Last month, Morrisons agreed a £7-billion (US$9.6-billion) offer from CD&R, which has former Tesco boss Terry Leahy as a senior adviser. However, the rival consortium led by Softbank-owned Fortress could still trump that bid.
The fight for Britain’s fourth-largest grocer after Tesco, Sainsbury’s and Asda, is the most high-profile looming takeover amid a raft of bids and counter bids, reflecting private equity’s appetite for U.K. Plc.
Morrisons said that as neither bidder had declared its offer final, it was talking to both of them and the Takeover Panel, which governs M&A deals in Britain, about “an orderly framework for the resolution of this competitive situation” – which would typically be an auction.
Morrisons said shareholder meetings to vote on the CD&R offer would be convened for around the week starting Oct. 18.
It said any auction would take place prior to these shareholder meetings, on a date announced by the Takeover Panel.
After completion of an auction, Morrisons shareholders would vote on either a Fortress or a CD&R offer, depending on which offer Morrisons’ board recommended.
Morrisons said it expected a scheme document on CD&R’s offer to be posted to shareholders around Sept. 25.
CD&R’s latest offer is worth 285 pence per Morrisons share – a 60-per-cent premium to Morrisons’ share price before takeover interest emerged in mid-June.
Fortress, whose last offer was pitched at 272 pence a share, said on Wednesday it “continues to consider its options.”
Morrisons shares were trading at 291.3 pence, indicating investors are hoping for a higher bid.
CD&R had no further comment.
The Takeover Panel’s standard auction structure is bidding over a five-day period. However, if all parties are in agreement a different structure can be used – for example bidding over just one day.
Last month, the Takeover Panel set up an auction of British inhaler company Vectura for suitors Philip Morris International and U.S. private equity firm Carlyle.
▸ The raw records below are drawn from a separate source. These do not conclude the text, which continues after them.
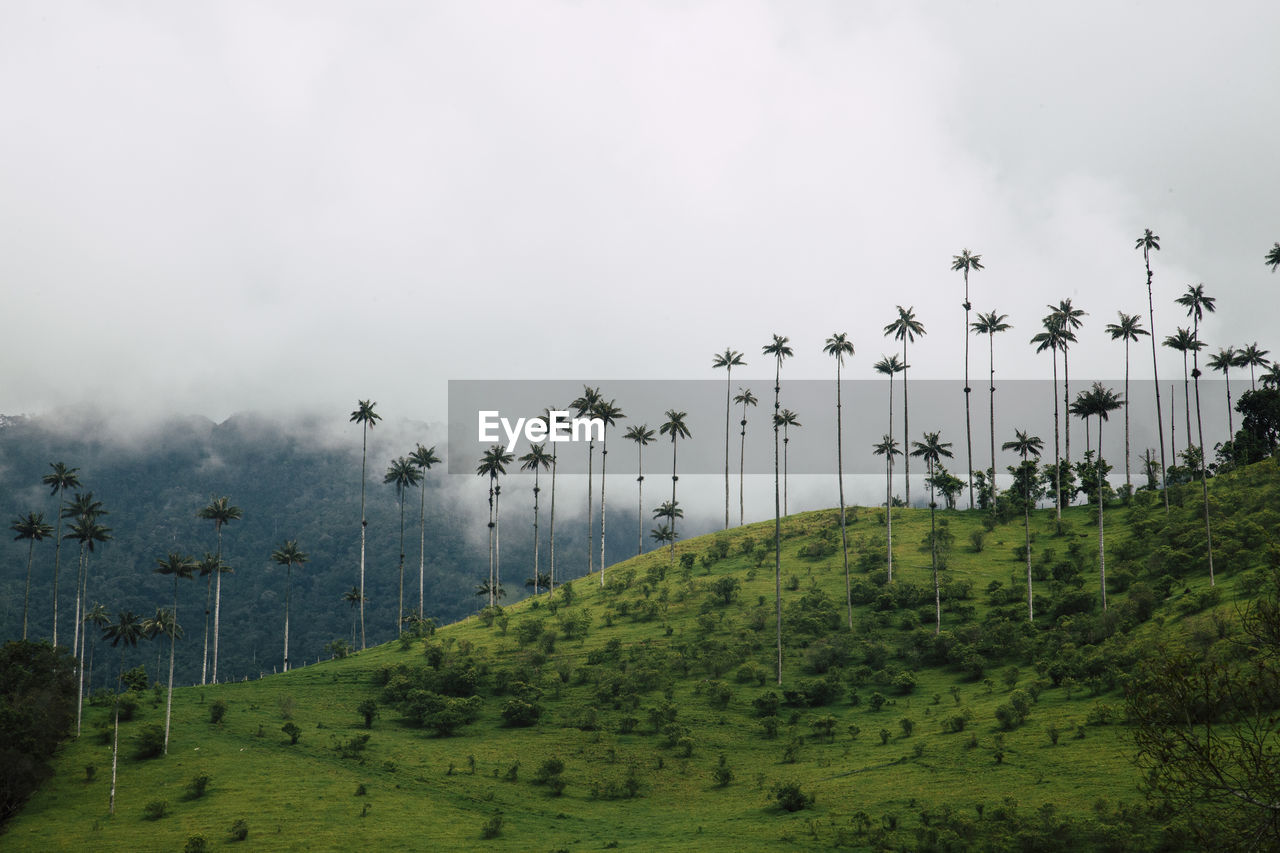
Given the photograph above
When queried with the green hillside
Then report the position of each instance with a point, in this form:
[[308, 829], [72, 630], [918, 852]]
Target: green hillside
[[995, 733]]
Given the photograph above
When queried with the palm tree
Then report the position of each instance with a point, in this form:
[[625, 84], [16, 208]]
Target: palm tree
[[965, 261], [1223, 361], [124, 632], [1251, 357], [288, 555], [535, 460], [368, 419], [888, 366], [585, 407], [492, 465], [1051, 340], [670, 510], [1197, 304], [1025, 446], [208, 566], [888, 450], [745, 397], [1128, 329], [905, 328], [1147, 242], [676, 428], [728, 360], [1069, 320], [352, 598], [608, 413], [780, 350], [424, 457], [786, 419], [403, 474], [33, 529], [932, 450], [990, 324], [839, 346], [220, 512], [641, 436], [181, 566], [63, 478], [1185, 341]]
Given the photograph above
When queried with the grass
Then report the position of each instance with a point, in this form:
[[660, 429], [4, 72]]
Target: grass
[[421, 792]]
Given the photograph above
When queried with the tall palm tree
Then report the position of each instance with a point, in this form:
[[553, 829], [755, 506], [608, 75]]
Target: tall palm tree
[[208, 568], [609, 414], [424, 457], [1069, 320], [585, 407], [1128, 329], [1027, 446], [1197, 304], [965, 261], [536, 460], [641, 436], [990, 324], [839, 346], [1252, 356], [403, 474], [932, 450], [220, 512], [728, 360], [493, 464], [59, 480], [33, 529], [288, 555], [887, 447], [745, 397], [890, 366], [368, 419], [1185, 342], [1147, 242], [905, 328], [124, 632], [179, 566], [676, 428], [1051, 340], [780, 350], [1223, 361], [668, 510]]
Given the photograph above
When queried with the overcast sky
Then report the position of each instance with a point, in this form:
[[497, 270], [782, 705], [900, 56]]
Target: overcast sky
[[211, 208]]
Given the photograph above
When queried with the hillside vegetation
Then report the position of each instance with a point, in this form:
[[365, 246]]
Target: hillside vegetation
[[645, 714]]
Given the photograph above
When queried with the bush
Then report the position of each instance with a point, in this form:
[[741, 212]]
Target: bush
[[791, 798], [150, 742]]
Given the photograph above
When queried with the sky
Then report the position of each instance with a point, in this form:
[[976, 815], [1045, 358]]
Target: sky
[[291, 206]]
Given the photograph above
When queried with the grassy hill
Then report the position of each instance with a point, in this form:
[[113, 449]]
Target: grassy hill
[[656, 694]]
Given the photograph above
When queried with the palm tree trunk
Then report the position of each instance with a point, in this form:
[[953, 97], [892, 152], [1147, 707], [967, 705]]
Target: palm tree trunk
[[364, 524], [968, 428], [1200, 427], [604, 460], [1155, 374], [840, 480], [218, 601]]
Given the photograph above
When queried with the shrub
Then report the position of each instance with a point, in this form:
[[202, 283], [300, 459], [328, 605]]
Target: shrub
[[197, 785], [791, 798], [150, 742]]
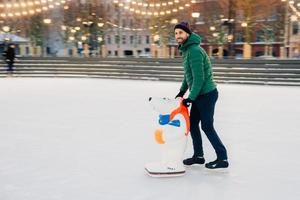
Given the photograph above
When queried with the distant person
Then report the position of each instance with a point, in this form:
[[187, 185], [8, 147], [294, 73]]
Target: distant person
[[203, 96], [10, 56]]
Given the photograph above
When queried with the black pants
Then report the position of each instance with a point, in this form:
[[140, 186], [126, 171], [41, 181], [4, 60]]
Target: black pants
[[203, 111], [10, 65]]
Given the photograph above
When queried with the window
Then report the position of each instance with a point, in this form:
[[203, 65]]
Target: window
[[139, 39], [131, 39], [117, 39], [124, 39], [147, 39], [295, 28], [108, 39]]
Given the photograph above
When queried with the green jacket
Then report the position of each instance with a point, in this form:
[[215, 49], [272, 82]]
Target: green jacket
[[198, 77]]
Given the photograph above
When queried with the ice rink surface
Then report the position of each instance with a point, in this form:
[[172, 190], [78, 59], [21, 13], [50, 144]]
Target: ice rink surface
[[88, 139]]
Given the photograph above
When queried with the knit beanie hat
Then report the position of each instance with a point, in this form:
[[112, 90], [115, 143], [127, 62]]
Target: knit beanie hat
[[184, 26]]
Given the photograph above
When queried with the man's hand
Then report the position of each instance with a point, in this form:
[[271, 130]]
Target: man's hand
[[180, 94], [187, 102]]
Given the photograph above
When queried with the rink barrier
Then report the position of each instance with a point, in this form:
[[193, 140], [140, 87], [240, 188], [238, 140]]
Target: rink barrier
[[266, 72]]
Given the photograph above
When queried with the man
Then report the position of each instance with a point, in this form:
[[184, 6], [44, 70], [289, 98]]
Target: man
[[203, 96], [10, 57]]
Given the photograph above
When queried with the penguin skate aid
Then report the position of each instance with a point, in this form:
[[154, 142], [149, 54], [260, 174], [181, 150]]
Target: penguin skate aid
[[171, 135]]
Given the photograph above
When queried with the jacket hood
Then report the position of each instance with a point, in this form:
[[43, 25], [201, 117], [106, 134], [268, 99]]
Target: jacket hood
[[193, 39]]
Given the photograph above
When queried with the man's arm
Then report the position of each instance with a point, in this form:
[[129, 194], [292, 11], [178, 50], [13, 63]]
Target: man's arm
[[197, 69]]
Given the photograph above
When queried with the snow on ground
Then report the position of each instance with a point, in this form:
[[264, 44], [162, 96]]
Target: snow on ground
[[88, 139]]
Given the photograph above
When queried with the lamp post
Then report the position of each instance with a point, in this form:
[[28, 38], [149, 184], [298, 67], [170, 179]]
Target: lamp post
[[287, 30], [6, 30], [47, 22], [195, 16]]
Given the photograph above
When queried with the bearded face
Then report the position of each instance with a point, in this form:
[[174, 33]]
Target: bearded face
[[180, 35]]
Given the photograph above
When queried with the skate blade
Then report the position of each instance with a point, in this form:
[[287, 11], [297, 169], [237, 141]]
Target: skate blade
[[217, 170], [165, 174]]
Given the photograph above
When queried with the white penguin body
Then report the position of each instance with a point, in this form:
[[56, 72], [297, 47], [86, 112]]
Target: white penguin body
[[171, 135]]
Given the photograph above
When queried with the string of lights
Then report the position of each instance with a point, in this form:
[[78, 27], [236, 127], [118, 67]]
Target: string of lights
[[20, 8], [153, 9]]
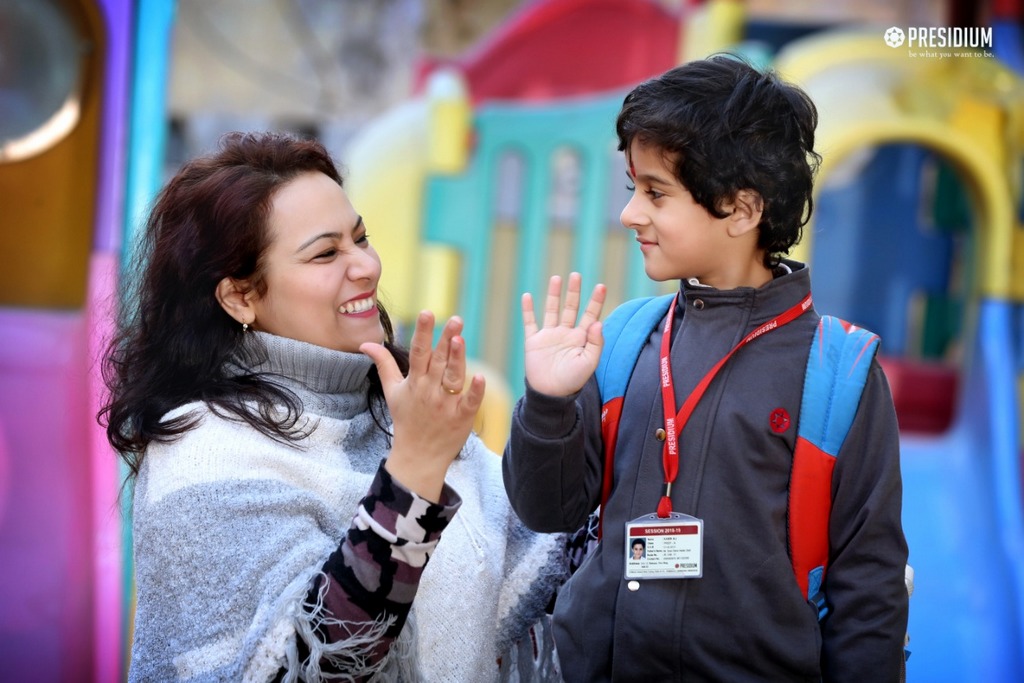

However, in the event Carlyle decided not to raise its offer.
Morrisons, which trades from 497 stores and has a staff of over 110,000, reiterated on Wednesday that in addition to the financial terms of any offer it places “very significant emphasis on the wider responsibilities of ownership,” including the importance of employees, customers, pension trustees and suppliers.
Last month, the trustees of Morrisons’ pension schemes warned a takeover by either CD&R or Fortress could “materially weaken” the security of the schemes if no additional protection was agreed.
Morrisons is due to publish first half results on Thursday.